JOURNAL ARTICLE

Food consumption patterns in the adult population of the Basque Country (EINUT-I)

J Aranceta, C Pérez Rodrigo, I Eguileor, I Marzana, L González de Galdeano, J Saenz de Buruaga
Public Health Nutrition 1998, 1 (3): 185-92
10933417

OBJECTIVE: Dietary surveys are a valuable tool in nutrition surveillance programmes to monitor the nutritional status of a group or population of a country. The objective of this study was to assess the food consumption pattern in the adult population of the Basque Country (Spain).

DESIGN: A cross-sectional nutritional survey was carried out in 1990. Dietary habits were assessed by means of '24-h recall' during 3 non-consecutive days and a food frequency questionnaire.

SETTING: Population survey in the Basque Country (Spain).

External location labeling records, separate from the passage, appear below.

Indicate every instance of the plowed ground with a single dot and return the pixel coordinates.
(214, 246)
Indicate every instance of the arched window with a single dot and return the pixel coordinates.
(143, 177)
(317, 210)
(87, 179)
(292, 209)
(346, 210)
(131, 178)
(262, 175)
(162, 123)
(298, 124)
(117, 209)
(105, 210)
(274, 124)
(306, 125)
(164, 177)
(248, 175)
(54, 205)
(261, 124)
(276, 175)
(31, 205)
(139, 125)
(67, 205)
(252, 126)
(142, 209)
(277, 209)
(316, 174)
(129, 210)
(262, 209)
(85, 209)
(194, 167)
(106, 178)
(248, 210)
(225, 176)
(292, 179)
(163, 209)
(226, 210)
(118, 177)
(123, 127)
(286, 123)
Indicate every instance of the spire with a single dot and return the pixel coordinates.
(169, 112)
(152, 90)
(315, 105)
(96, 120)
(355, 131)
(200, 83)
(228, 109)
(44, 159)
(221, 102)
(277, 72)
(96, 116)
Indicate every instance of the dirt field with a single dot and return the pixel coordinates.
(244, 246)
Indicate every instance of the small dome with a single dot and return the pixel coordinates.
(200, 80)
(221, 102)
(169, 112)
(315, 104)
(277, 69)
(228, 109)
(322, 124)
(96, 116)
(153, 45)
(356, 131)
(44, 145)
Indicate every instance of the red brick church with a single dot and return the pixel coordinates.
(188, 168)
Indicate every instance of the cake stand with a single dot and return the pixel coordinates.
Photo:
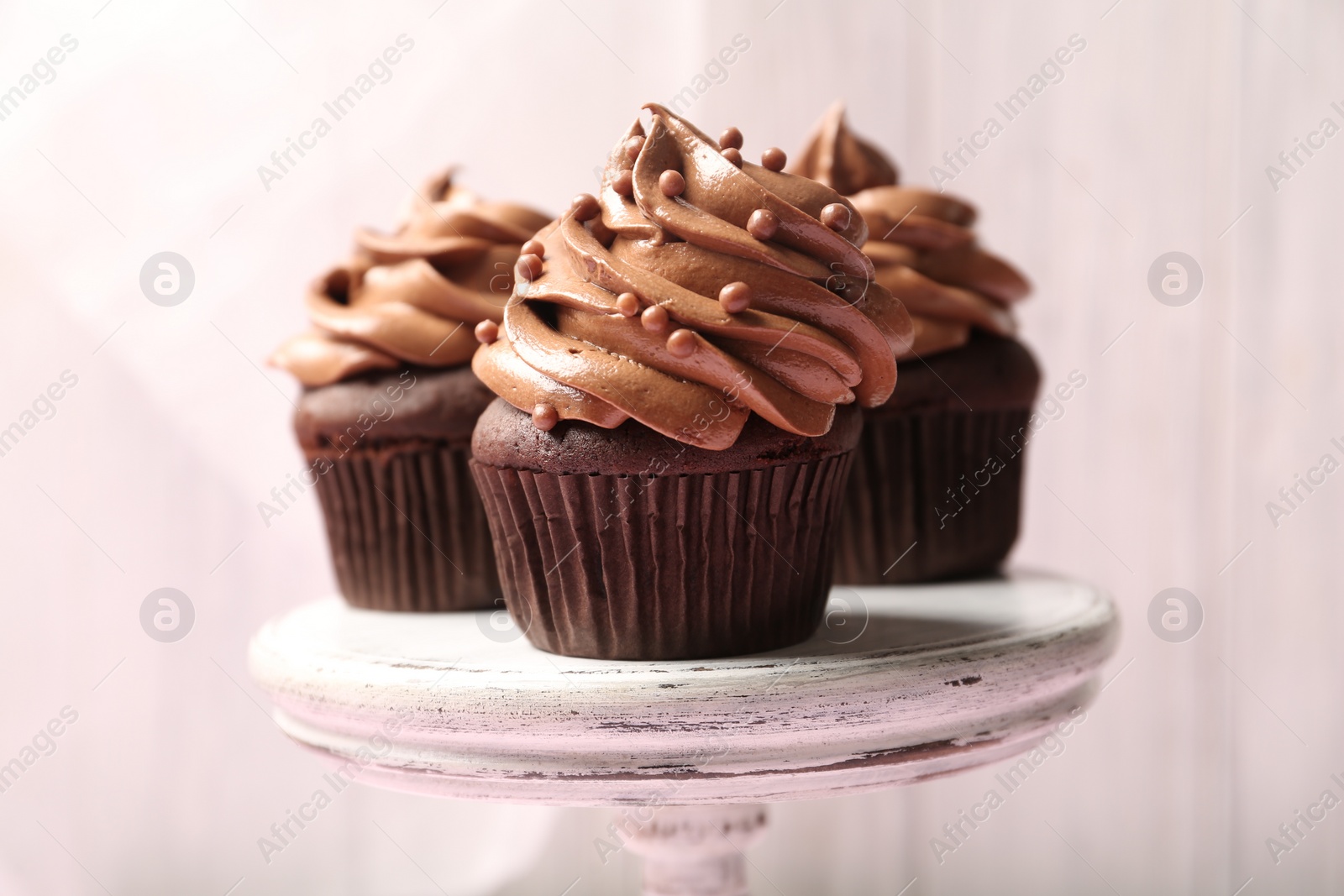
(898, 685)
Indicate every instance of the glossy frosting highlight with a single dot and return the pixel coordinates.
(920, 241)
(696, 291)
(413, 296)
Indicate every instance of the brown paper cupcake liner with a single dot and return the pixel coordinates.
(949, 484)
(407, 530)
(672, 567)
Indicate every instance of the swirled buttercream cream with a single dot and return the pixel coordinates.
(413, 297)
(696, 291)
(920, 241)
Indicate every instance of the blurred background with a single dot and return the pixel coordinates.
(1162, 134)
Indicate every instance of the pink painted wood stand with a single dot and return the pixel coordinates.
(900, 684)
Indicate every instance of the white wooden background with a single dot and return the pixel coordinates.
(1156, 474)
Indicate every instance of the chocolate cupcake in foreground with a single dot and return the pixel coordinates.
(390, 401)
(936, 486)
(680, 369)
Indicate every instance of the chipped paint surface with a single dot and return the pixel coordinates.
(944, 678)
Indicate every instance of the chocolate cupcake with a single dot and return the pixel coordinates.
(390, 401)
(937, 476)
(679, 371)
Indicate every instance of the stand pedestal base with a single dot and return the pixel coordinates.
(698, 851)
(900, 684)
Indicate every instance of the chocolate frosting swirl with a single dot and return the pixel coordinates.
(633, 309)
(412, 297)
(921, 242)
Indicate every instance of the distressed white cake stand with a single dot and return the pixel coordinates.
(900, 684)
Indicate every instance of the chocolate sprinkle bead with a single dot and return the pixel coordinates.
(736, 297)
(544, 417)
(487, 332)
(837, 217)
(774, 159)
(655, 318)
(671, 183)
(682, 343)
(528, 268)
(585, 207)
(628, 304)
(763, 223)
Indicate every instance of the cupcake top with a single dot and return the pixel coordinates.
(696, 291)
(920, 241)
(413, 296)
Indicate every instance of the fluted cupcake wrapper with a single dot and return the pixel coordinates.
(672, 567)
(949, 484)
(407, 530)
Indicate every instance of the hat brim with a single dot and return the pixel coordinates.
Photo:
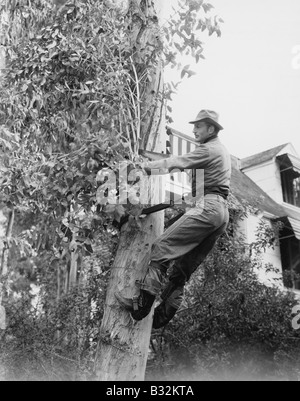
(210, 120)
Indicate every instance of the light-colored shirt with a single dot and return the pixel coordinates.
(212, 157)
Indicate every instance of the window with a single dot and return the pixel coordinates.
(291, 187)
(290, 179)
(290, 258)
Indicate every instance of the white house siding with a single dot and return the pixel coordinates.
(267, 177)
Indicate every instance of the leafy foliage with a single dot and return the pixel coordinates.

SUBJECTS: Random sample of the adult population (25-60 years) in the Basque Country (n = 2348).

RESULTS: Results draw a food pattern characterized by a high consumption of meat, 163+/-3.04 g day(-1) (mean +/- SEM), supplied mainly by poultry, butchery products, veal and fish (88+/-2.68 g day(-1)). The average consumption of milk and dairy products was 359+/-5.19 g day(-1), although 39% of the sample did consume less than 2 portions from this group of foods daily. Olive oil was the most widely used fat for cooking (45%), followed by sunflower seed oil (30%). Cereals supplied 21.5% of the average energy intake and the consumption of vegetables and garden products was 159+/-3.13 g day(-1). Only 29% of the group usually had 2 or more portions of vegetables per day. Women consumed higher amounts of chocolate, cookies, sweets and coffee (P < 0.01) than men. Younger adults consumed more meat (P < 0.01), while the older community consumed more fish, vegetables and fruit (P < 0.01). More highly educated people consumed more dairy products, vegetables and butter (P < 0.01). Conversely, less educated people consumed higher amounts of olive oil, pulses and bread (P < 0.01).

CONCLUSIONS: The dietary pattern observed in the Basque Country, although in keeping with its traditions, is in harmony with the actual dietary trends in Mediterranean countries. In order to satisfy the dietary guidelines suggested by the Spanish Society of Community Nutrition, it would be desirable to gradually increase the consumption of vegetables, fresh garden produce, fruit and cereals. At the same time, it would be advisable to decrease the consumption of animal products (whole fat dairy products, meat, added fats) so the proportion of energy intake from fat can be reduced by 5% (3% from saturated fatty acids).